On Wed 26-09-18 16:30:39, Kirill A. Shutemov wrote:
> On Tue, Sep 25, 2018 at 02:03:26PM +0200, Michal Hocko wrote:
> > diff --git a/mm/huge_memory.c b/mm/huge_memory.c
> > index c3bc7e9c9a2a..c0bcede31930 100644
> > --- a/mm/huge_memory.c
> > +++ b/mm/huge_memory.c
> > @@ -629,21 +629,40 @@ static vm_fault_t __do_huge_pmd_anonymous_page(struct vm_fault *vmf,
> >   *	    available
> >   * never: never stall for any thp allocation
> >   */
> > -static inline gfp_t alloc_hugepage_direct_gfpmask(struct vm_area_struct *vma)

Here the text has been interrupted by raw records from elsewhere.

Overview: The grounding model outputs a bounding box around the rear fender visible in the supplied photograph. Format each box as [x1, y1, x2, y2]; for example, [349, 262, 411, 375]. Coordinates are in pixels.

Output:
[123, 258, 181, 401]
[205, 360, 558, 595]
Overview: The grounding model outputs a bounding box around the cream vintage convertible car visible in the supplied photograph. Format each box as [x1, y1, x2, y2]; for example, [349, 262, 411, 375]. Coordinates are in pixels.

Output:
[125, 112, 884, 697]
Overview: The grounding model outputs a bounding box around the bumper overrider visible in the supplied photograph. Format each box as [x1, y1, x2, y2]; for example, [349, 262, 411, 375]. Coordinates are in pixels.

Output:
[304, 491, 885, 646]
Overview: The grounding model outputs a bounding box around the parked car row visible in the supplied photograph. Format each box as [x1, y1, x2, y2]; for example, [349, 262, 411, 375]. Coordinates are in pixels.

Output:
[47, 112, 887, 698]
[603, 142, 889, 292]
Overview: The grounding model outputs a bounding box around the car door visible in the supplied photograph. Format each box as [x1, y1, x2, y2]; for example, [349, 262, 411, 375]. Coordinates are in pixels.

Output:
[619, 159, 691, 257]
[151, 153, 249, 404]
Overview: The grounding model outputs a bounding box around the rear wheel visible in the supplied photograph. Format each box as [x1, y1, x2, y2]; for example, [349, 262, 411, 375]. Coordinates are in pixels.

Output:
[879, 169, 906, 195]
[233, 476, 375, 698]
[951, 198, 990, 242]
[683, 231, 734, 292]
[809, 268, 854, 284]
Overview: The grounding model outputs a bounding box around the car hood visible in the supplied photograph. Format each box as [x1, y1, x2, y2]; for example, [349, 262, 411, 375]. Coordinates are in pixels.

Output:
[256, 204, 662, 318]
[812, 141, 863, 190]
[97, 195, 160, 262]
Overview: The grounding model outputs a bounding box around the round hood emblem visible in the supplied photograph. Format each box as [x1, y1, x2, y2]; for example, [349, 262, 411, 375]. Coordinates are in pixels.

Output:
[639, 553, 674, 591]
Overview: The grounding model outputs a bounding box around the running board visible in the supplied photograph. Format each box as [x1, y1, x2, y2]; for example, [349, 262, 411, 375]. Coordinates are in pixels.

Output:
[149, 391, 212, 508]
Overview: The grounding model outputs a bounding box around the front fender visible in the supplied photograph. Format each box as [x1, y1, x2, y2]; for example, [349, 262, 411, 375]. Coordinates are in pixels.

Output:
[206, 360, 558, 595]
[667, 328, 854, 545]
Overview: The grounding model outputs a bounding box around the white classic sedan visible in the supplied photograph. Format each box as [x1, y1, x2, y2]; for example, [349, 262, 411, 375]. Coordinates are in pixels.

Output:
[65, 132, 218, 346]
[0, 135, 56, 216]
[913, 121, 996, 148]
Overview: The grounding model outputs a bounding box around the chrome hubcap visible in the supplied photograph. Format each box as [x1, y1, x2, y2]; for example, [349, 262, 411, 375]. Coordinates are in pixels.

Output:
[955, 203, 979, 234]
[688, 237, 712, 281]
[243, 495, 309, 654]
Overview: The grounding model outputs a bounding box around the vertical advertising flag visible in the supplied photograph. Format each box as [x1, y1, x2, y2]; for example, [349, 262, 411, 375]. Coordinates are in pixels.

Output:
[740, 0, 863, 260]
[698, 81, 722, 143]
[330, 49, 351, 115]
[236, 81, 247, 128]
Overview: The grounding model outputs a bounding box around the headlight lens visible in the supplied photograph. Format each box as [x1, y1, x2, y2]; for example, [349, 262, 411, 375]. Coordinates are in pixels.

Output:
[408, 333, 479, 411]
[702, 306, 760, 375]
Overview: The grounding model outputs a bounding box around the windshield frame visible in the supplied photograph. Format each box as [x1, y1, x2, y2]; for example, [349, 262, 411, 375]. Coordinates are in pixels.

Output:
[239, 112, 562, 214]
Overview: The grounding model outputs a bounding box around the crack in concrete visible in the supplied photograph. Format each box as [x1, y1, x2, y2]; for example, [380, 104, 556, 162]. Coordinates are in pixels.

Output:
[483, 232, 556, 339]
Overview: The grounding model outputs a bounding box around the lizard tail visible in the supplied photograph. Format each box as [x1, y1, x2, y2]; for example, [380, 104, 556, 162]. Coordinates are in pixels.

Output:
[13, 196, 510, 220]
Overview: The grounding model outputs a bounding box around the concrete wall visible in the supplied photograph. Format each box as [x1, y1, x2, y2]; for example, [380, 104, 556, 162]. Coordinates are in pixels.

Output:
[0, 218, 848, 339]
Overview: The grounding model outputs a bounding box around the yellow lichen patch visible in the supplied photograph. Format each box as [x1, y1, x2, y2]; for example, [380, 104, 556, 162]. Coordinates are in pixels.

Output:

> > +static inline gfp_t alloc_hugepage_direct_gfpmask(struct vm_area_struct *vma, unsigned long addr)
> >  {
> >  	const bool vma_madvised = !!(vma->vm_flags & VM_HUGEPAGE);
> > +	gfp_t this_node = 0;
> > +
> > +#ifdef CONFIG_NUMA
> > +	struct mempolicy *pol;
> > +	/*
> > +	 * __GFP_THISNODE is used only when __GFP_DIRECT_RECLAIM is not
> > +	 * specified, to express a general desire to stay on the current
> > +	 * node for optimistic allocation attempts. If the defrag mode
> > +	 * and/or madvise hint requires the direct reclaim then we prefer
> > +	 * to fallback to other node rather than node reclaim because that
> > +	 * can lead to excessive reclaim even though there is free memory
> > +	 * on other nodes. We expect that NUMA preferences are specified
> > +	 * by memory policies.
> > +	 */
> > +	pol = get_vma_policy(vma, addr);
> > +	if (pol->mode != MPOL_BIND)
> > +		this_node = __GFP_THISNODE;
> > +	mpol_cond_put(pol);
> > +#endif
> 
> I'm not very good with NUMA policies. Could you explain in more details how
> the code above is equivalent to the code below?

MPOL_PREFERRED is handled by policy_node() before we call __alloc_pages_nodemask.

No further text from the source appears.